Queste incisioni preistoriche sono lunghe più di 150 chilometri, e si trovano a largo della costa di Konkan, anche se il ricercatore Satish Lalit stima che si estendano fino allo stato del Goa, che copre un'area di circa 250 chilometri. I petroglifi raffigurano figure umane, animali, come gli elefanti, rinoceronti, cervi, maiali, bovini, conigli, bufali, tigri, cinghiali, scimmie, uccelli, squali, razze, tartarughe, alligatori, ma anche disegni geometrici astratti e la Dea Madre.

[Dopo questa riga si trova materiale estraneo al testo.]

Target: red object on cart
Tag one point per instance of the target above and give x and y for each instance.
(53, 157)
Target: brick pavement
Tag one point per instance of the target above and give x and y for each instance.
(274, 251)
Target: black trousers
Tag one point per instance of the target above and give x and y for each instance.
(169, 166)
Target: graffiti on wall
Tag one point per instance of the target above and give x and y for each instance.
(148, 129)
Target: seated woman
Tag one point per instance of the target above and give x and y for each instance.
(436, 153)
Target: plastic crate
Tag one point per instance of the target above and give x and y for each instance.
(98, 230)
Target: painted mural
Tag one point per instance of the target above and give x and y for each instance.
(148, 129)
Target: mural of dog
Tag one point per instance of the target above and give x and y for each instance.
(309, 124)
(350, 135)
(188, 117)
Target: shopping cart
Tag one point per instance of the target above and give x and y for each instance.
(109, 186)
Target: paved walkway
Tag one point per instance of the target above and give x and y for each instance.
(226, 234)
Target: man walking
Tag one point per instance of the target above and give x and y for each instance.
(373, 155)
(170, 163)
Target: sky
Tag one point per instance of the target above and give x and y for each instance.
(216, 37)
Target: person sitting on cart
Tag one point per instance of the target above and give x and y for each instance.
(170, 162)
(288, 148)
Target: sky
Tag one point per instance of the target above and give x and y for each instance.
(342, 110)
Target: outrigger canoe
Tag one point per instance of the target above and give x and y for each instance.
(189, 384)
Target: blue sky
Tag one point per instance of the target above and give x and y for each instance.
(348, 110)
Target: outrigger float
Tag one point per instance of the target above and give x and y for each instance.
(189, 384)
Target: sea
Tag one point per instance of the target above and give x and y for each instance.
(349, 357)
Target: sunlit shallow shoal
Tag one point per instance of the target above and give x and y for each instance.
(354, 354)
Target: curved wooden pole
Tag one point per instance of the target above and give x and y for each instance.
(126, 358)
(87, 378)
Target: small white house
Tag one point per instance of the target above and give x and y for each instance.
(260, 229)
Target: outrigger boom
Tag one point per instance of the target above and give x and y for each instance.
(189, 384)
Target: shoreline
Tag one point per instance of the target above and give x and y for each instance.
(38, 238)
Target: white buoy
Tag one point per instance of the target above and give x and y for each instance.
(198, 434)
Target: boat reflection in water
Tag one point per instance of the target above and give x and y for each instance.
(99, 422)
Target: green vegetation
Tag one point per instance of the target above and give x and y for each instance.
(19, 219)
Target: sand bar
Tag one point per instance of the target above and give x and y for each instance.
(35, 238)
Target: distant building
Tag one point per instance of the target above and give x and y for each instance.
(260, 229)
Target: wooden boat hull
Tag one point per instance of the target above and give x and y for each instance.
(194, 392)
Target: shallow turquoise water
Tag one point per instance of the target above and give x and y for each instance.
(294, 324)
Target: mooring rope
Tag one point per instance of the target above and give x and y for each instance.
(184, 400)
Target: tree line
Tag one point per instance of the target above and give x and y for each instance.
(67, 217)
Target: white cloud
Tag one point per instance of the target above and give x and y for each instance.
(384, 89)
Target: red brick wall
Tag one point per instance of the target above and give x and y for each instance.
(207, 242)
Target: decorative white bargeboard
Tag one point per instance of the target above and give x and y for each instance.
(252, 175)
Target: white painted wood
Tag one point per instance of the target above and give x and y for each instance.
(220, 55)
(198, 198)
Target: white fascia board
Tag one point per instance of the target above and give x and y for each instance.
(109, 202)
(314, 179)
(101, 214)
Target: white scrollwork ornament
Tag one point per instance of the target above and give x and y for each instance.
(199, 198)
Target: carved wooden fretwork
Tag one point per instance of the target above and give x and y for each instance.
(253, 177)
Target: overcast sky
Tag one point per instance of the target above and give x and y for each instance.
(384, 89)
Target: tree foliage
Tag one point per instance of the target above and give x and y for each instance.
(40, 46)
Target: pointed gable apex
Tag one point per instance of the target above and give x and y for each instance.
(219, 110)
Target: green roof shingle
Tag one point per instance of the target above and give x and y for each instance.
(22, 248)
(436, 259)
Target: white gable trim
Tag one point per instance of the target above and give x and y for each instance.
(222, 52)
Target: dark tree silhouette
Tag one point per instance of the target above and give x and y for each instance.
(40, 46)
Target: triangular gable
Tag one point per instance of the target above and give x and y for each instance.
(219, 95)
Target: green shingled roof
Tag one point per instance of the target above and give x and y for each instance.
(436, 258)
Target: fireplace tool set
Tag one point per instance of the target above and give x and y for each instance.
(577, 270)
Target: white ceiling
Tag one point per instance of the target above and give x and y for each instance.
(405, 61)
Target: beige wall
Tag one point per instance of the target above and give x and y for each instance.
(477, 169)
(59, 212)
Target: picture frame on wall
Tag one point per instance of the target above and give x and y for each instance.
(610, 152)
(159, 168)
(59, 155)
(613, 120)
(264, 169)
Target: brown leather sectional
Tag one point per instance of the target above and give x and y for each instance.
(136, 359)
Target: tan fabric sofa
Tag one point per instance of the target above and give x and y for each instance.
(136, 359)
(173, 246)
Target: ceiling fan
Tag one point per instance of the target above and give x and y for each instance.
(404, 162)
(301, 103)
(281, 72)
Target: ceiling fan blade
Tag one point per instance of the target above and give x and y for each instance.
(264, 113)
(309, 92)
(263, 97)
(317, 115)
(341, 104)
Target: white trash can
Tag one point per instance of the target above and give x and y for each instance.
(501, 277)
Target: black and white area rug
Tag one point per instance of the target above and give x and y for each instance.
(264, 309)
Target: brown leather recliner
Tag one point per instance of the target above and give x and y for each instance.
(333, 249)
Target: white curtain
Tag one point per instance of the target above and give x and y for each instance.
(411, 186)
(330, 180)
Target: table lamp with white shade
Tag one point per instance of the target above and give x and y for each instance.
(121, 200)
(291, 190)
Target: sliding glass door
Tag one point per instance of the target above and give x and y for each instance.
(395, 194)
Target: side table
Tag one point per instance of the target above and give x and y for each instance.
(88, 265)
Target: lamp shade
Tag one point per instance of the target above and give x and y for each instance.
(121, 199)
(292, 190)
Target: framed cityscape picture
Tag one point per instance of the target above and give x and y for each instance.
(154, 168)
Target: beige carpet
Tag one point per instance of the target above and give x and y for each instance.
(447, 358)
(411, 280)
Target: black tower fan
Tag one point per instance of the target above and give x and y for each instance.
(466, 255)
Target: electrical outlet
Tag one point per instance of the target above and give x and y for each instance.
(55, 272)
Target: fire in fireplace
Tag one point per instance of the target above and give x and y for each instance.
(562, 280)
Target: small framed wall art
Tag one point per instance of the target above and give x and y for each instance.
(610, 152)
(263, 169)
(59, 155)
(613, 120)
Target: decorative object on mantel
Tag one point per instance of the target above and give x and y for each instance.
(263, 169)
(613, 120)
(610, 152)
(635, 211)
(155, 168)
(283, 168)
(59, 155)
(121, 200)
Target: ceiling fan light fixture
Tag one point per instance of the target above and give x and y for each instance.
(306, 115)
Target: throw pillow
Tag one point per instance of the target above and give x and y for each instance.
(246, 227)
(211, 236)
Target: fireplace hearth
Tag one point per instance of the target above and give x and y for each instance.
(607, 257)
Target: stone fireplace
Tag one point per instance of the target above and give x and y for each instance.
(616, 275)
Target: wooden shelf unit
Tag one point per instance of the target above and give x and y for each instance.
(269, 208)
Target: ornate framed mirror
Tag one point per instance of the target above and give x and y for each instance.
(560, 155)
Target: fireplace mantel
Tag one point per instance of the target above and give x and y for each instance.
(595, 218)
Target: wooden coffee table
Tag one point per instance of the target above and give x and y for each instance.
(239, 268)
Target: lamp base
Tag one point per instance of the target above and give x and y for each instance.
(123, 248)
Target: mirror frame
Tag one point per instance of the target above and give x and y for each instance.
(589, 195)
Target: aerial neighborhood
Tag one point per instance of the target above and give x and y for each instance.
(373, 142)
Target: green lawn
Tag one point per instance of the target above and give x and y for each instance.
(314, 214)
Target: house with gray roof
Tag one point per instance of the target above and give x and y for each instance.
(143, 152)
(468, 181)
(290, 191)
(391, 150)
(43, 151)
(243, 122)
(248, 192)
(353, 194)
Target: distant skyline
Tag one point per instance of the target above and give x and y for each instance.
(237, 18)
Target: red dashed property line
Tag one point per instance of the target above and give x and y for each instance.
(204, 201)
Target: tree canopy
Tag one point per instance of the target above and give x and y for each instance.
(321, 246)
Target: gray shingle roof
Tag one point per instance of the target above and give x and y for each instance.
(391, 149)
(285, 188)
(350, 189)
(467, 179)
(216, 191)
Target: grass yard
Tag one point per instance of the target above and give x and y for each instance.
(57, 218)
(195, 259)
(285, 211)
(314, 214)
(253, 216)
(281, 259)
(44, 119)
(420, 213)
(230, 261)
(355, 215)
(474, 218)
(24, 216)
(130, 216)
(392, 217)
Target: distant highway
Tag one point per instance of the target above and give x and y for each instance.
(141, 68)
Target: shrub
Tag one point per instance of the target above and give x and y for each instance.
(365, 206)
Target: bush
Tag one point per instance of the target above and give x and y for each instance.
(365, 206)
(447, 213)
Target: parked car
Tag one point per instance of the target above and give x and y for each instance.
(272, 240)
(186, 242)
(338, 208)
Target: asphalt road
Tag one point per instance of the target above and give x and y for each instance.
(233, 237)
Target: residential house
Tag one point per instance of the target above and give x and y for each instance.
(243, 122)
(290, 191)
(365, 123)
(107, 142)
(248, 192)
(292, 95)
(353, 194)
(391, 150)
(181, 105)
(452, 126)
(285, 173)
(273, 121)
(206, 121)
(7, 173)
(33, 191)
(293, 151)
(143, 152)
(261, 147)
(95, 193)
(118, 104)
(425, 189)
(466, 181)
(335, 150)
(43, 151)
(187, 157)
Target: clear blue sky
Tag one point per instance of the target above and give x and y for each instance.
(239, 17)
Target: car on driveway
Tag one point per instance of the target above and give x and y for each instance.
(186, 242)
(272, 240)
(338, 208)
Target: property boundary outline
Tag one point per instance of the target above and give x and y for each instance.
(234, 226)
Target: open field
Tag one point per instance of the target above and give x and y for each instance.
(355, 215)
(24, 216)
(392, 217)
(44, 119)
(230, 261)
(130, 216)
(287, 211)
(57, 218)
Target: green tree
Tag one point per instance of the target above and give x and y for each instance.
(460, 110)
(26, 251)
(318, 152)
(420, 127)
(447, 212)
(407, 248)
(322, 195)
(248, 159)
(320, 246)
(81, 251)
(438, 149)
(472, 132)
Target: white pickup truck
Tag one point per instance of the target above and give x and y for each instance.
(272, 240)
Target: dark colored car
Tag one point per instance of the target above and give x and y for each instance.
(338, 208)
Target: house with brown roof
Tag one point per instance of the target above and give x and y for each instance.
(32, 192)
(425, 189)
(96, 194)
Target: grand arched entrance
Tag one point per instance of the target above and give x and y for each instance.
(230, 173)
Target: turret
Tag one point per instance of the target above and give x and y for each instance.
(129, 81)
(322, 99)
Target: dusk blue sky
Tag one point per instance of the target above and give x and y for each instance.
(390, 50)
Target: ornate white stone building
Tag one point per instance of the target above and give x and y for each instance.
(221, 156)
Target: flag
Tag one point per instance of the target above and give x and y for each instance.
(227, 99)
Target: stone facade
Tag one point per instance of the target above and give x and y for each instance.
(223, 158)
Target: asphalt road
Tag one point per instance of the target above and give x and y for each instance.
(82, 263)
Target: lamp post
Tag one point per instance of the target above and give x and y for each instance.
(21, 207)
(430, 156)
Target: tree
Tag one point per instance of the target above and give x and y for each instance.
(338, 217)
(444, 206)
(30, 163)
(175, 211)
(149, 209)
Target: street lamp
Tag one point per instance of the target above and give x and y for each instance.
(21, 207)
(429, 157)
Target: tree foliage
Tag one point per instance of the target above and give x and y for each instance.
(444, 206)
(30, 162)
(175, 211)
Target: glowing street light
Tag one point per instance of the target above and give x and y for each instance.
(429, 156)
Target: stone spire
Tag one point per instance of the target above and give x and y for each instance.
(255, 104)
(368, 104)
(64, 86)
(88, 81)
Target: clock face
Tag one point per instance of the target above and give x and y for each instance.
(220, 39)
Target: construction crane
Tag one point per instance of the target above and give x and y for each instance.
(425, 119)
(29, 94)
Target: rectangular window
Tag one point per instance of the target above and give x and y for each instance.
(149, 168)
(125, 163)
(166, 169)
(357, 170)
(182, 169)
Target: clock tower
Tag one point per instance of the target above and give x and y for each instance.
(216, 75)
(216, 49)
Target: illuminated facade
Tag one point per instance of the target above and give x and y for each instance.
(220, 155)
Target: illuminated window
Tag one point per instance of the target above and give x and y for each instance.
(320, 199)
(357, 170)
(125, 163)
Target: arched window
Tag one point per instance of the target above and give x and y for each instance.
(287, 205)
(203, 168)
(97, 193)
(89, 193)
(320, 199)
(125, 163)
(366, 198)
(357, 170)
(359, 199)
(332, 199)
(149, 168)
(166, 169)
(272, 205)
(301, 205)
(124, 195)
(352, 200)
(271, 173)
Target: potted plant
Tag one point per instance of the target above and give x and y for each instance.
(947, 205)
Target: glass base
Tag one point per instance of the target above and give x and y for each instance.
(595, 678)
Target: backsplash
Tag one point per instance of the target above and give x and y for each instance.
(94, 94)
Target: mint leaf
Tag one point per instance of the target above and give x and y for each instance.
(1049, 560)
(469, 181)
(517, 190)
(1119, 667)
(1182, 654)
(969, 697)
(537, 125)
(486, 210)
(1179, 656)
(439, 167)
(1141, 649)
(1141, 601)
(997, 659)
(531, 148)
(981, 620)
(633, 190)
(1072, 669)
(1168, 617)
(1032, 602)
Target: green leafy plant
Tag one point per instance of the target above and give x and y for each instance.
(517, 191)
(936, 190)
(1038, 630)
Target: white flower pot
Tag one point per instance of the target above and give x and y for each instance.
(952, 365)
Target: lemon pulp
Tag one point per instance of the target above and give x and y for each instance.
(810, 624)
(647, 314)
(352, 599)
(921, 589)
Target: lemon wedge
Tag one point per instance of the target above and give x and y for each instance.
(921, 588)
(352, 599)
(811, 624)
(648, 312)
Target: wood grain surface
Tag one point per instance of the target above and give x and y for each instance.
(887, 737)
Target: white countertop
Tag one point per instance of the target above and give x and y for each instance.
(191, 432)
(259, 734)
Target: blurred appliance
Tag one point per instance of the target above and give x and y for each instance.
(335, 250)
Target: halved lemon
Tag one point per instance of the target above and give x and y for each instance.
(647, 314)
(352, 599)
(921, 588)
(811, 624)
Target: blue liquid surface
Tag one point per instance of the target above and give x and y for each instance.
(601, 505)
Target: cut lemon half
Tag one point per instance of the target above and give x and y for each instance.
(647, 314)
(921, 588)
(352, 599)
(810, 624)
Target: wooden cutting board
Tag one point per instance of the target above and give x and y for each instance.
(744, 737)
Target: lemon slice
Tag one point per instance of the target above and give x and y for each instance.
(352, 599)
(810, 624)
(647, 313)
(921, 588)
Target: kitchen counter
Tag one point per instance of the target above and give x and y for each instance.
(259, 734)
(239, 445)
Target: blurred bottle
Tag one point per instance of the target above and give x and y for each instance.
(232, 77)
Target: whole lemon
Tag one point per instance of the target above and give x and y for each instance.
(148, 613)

"Dal momento che non ci sono rappresentazioni di animali domestici, cavalieri, armi in metallo o qualsiasi altra cosa che suggerisca un'attività agricola o scene storiche, i petroglifi di Konkan possono essere collocati temporalmente nel periodo tra il Mesolitico e la fase terminale del Pleistocene. Nel lor complesso le incisioni rupestri suggeriscono scene legate alla caccia, alla raccolta e alla pesca. Questi petroglifi non sono stati registrati all'improvviso, ma in un lasso. di tempo di 700 o 800 anni, che possiamo supporre, al momento, sia ascrivibile tra il 10.000 e il 3.000 a.C. ", conclude Garge.